Wandering Around South Jersey is the first book by author Ryan Stowinsky, which chronicles some of the lesser known, out of the way places in South Jersey.
I tore through the one hundred seven page volume in the course of two sittings, which is both a good thing and a bad thing. It’s good because it’s paced really well. The book covers a good number of locations throughout South Jersey from the well known to the obscure. Each chapter is devoted to a separate place, with a few paragraphs describing the history or legend of the area, and then usually followed up with a photograph or two. It’s a bad thing because the book is just too short. Some articles, such as the one on the Charles Wills grave, went by too fast. Others, like the one on Thompsons Beach, were just right. It would have been nicer to see a little more “meat” on each article, and perhaps more talk about the actual search for the place.

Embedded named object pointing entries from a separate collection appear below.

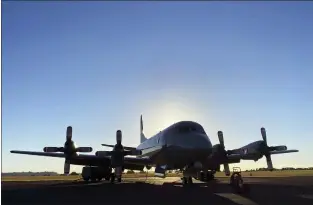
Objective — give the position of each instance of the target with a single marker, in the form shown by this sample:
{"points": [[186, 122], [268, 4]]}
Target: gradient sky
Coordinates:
{"points": [[231, 66]]}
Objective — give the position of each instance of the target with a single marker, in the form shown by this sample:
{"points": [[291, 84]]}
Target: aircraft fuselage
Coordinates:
{"points": [[178, 145]]}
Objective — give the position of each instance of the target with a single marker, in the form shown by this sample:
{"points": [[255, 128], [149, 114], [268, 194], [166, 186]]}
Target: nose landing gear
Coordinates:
{"points": [[187, 180], [236, 182]]}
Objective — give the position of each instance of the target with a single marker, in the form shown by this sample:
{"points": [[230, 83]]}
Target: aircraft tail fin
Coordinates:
{"points": [[142, 136]]}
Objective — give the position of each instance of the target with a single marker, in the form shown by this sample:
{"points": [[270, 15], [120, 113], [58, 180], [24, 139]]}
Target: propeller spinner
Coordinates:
{"points": [[69, 149], [221, 140]]}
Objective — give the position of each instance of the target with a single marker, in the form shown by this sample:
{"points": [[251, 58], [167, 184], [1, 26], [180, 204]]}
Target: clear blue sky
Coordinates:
{"points": [[231, 66]]}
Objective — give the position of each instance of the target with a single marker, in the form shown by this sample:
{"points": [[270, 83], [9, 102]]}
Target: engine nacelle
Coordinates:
{"points": [[84, 149], [280, 148], [102, 153], [197, 165], [52, 149], [136, 152]]}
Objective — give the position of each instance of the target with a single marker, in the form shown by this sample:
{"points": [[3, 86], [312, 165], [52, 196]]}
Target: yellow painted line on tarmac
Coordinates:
{"points": [[237, 198]]}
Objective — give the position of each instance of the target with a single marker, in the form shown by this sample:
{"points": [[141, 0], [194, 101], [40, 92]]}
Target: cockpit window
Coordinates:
{"points": [[185, 129], [190, 128]]}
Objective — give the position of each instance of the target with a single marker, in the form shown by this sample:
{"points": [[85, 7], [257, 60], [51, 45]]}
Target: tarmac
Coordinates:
{"points": [[262, 190]]}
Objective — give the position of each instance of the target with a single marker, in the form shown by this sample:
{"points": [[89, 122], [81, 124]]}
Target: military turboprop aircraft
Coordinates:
{"points": [[183, 145]]}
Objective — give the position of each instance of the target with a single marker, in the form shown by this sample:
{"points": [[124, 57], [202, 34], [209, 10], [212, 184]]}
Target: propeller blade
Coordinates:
{"points": [[103, 153], [119, 136], [51, 149], [67, 167], [269, 162], [263, 133], [84, 149], [221, 138], [69, 133], [226, 169]]}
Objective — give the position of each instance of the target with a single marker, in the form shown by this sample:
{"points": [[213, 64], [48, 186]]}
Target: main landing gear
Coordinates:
{"points": [[236, 182], [117, 174], [187, 180]]}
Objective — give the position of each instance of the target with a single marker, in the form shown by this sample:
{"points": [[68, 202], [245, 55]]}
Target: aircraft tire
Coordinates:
{"points": [[189, 180], [86, 179]]}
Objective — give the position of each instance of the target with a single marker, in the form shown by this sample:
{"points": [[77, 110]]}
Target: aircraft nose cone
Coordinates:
{"points": [[196, 141]]}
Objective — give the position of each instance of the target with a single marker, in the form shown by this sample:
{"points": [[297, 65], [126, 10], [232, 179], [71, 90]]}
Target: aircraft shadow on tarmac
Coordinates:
{"points": [[144, 193]]}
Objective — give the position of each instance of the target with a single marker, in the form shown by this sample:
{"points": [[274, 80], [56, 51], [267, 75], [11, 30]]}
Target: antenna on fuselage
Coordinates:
{"points": [[142, 136]]}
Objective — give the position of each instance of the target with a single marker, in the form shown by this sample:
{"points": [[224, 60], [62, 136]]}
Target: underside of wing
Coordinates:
{"points": [[125, 147], [60, 155], [92, 160]]}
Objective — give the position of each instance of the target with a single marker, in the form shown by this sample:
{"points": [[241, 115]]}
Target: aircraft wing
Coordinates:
{"points": [[93, 160], [125, 147], [283, 151]]}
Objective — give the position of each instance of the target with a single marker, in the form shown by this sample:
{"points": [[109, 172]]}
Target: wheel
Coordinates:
{"points": [[86, 179], [112, 178], [209, 176], [202, 176], [93, 179]]}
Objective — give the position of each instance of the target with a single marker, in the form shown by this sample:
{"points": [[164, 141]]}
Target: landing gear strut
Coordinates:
{"points": [[187, 180], [236, 181]]}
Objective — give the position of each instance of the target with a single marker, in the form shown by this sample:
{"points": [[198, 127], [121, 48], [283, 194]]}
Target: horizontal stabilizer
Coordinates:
{"points": [[284, 151]]}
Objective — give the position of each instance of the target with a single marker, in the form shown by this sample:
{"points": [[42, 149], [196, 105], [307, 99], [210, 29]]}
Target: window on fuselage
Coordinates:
{"points": [[189, 128]]}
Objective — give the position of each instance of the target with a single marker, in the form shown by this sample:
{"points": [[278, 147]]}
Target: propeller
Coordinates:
{"points": [[221, 140], [69, 149]]}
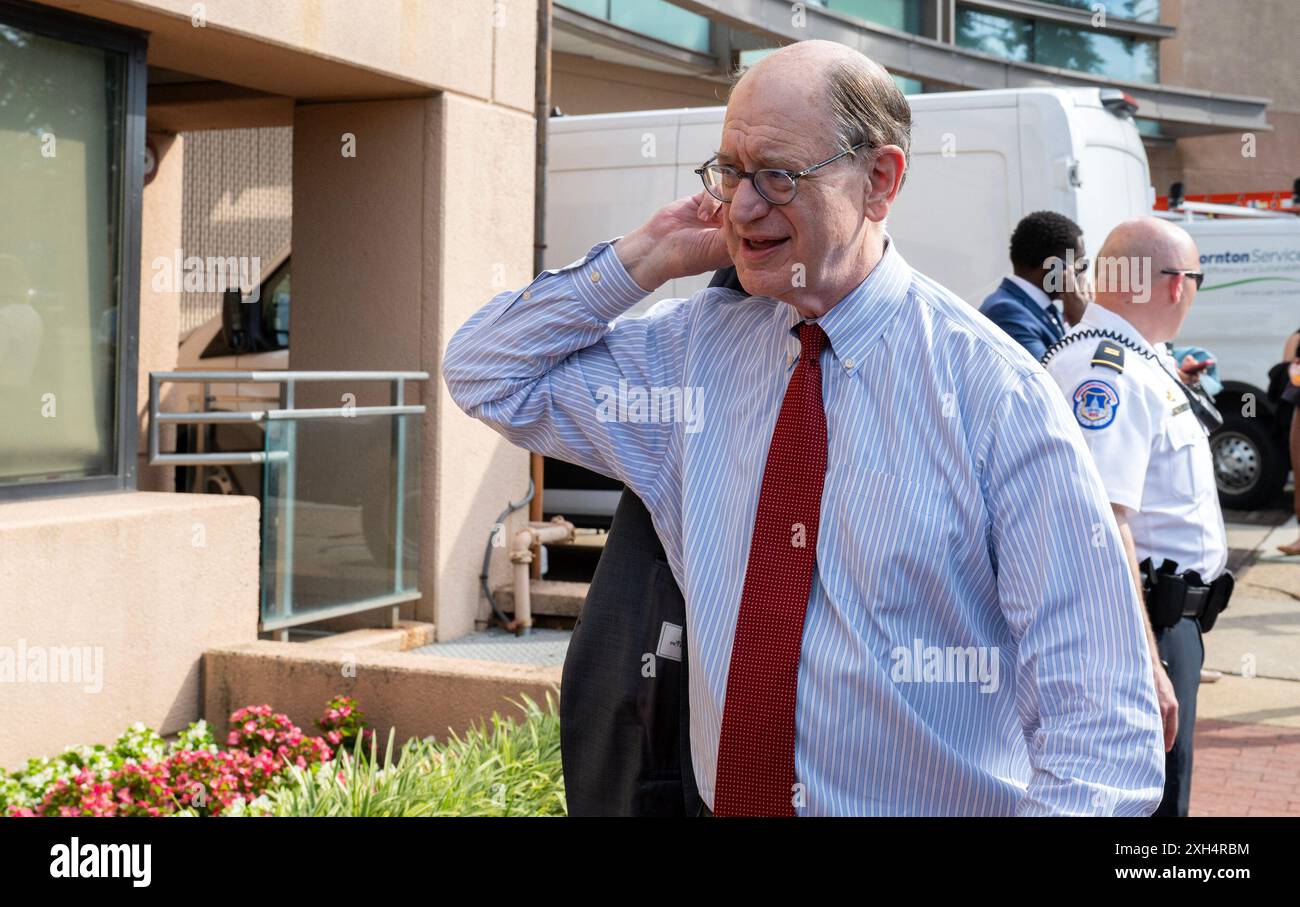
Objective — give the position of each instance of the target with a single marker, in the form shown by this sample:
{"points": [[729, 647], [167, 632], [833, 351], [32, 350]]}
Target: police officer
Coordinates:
{"points": [[1149, 441]]}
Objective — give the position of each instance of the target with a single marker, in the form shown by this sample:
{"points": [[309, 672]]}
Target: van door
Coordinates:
{"points": [[1113, 172], [961, 200], [606, 176]]}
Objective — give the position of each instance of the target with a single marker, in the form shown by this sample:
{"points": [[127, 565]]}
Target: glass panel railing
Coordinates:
{"points": [[341, 516]]}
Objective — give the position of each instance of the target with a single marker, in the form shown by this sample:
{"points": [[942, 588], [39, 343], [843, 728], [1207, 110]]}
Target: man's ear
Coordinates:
{"points": [[884, 178], [1175, 289]]}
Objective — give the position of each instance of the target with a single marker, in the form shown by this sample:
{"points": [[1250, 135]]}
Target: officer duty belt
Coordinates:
{"points": [[1171, 595]]}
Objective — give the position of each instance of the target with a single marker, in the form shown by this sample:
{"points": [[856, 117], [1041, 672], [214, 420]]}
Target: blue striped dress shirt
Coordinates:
{"points": [[973, 641]]}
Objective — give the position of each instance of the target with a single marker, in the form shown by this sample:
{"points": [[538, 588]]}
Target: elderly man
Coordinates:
{"points": [[896, 602], [1152, 452]]}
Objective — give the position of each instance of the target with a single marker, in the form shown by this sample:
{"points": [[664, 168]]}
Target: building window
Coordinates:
{"points": [[1054, 44], [901, 14], [908, 86], [68, 283], [654, 18], [1138, 11]]}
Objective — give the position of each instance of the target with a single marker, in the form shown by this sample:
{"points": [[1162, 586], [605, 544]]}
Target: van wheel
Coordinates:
{"points": [[1248, 467]]}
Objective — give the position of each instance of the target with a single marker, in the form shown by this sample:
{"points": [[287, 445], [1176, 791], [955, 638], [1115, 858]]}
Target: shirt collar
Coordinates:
{"points": [[1034, 291], [859, 319], [1103, 319]]}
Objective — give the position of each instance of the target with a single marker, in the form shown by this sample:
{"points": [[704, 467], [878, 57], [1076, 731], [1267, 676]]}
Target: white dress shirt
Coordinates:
{"points": [[967, 647], [1149, 447]]}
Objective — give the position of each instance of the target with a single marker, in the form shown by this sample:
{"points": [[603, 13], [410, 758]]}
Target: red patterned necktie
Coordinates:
{"points": [[755, 751]]}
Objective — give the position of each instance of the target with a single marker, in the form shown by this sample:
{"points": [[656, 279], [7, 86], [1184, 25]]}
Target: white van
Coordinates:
{"points": [[1244, 311], [980, 160]]}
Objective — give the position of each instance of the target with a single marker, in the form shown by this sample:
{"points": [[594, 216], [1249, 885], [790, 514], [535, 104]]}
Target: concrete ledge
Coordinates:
{"points": [[421, 695], [547, 597], [121, 594]]}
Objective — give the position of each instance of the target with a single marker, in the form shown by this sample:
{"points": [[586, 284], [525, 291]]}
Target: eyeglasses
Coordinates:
{"points": [[1199, 276], [778, 187]]}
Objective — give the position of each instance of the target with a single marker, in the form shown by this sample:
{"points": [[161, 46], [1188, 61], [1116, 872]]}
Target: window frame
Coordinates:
{"points": [[109, 37]]}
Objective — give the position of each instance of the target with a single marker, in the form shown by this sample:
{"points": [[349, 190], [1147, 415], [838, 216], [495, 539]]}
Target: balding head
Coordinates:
{"points": [[1131, 278], [839, 82], [798, 108]]}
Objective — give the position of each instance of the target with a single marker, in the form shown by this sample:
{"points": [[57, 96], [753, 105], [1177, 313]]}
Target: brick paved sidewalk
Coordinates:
{"points": [[1246, 769]]}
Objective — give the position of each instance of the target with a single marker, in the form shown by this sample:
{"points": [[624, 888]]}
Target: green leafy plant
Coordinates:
{"points": [[503, 767]]}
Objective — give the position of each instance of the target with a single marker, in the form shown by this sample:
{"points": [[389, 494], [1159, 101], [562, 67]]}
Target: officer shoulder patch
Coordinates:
{"points": [[1095, 404], [1109, 354]]}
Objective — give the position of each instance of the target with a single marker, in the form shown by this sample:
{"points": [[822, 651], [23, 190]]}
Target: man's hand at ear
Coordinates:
{"points": [[683, 238]]}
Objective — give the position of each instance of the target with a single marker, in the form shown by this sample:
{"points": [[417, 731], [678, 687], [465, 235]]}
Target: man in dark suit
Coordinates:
{"points": [[624, 711], [1048, 265]]}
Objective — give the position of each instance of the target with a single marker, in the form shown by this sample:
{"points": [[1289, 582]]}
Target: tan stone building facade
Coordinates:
{"points": [[411, 195]]}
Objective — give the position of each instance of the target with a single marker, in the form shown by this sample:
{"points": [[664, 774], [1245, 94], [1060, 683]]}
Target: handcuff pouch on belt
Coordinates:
{"points": [[1171, 595]]}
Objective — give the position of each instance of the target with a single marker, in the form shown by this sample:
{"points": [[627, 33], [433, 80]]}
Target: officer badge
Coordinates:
{"points": [[1095, 403]]}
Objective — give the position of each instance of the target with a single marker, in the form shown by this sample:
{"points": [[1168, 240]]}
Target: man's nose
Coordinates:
{"points": [[748, 205]]}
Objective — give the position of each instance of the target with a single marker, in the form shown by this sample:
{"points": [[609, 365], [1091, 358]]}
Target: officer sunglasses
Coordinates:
{"points": [[776, 186], [1199, 276]]}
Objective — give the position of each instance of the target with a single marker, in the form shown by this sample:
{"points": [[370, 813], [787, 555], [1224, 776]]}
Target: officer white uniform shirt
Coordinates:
{"points": [[1149, 447]]}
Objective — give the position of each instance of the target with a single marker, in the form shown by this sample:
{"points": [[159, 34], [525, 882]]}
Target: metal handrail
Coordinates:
{"points": [[268, 377], [287, 412]]}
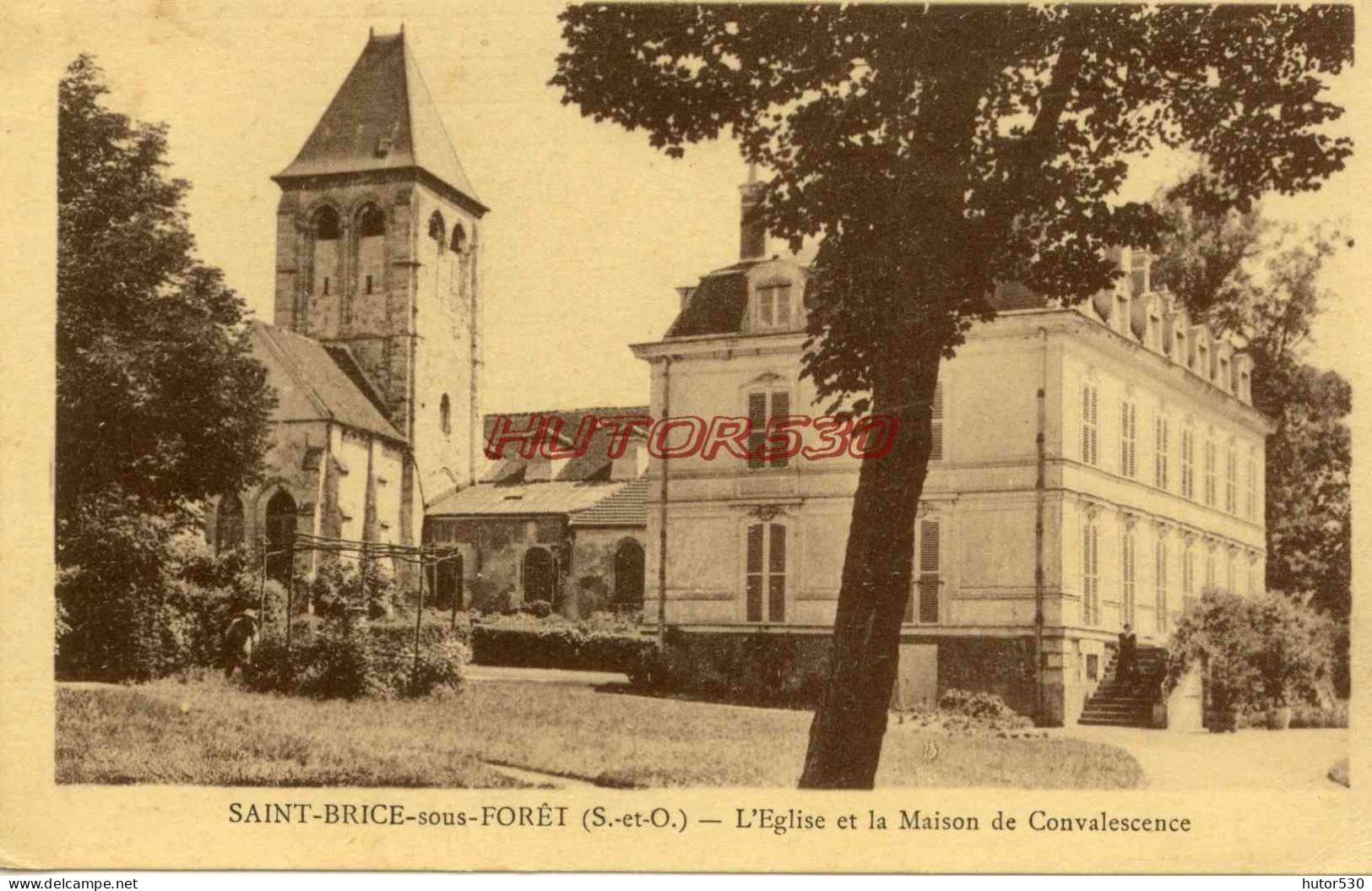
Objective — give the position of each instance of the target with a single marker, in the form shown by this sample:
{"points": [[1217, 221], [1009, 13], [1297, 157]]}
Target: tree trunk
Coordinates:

What really struck me about the book is that it reminded me a lot of Weird New Jersey, minus all of the crap about ghosts, KKK camps, and Nazi’s. This is a good thing because in my opinion there is enough “weird” history in South Jersey that doesn’t need to be muddled up with the “cheap thrills” that’s used to sell magazines. The places mentioned in the book are mostly not too far off the beaten path, and this book would make an excellent guide for other explorers to plan out their day trips.
Of particular note was Stowinsky’s reporting on the “Pet Cemetary” or Ten Mile Hollow cemetery. What I really enjoyed was how he talked of how hard it was to find this place – something that I can sympathize as I still have not been there myself. His description and photographs are the best I have read with regard to that site. He is also, I believe, the first to talk about a town with no roads – Grassy Sound.
What really makes this book shine is how it blends a good deal of original discovery with visits to well known “weird” places. Even if you have a large collection of books on South Jersey and read every issue of Weird New Jersey, there’s still good reading here. While my own preference for exploring is down the forgotten sand roads of the Pine Barrens, it’s nice to follow along with Stowinski’s adventures. I’m told that he’s working on a companion book – I’m looking forward to seeing that when it comes out.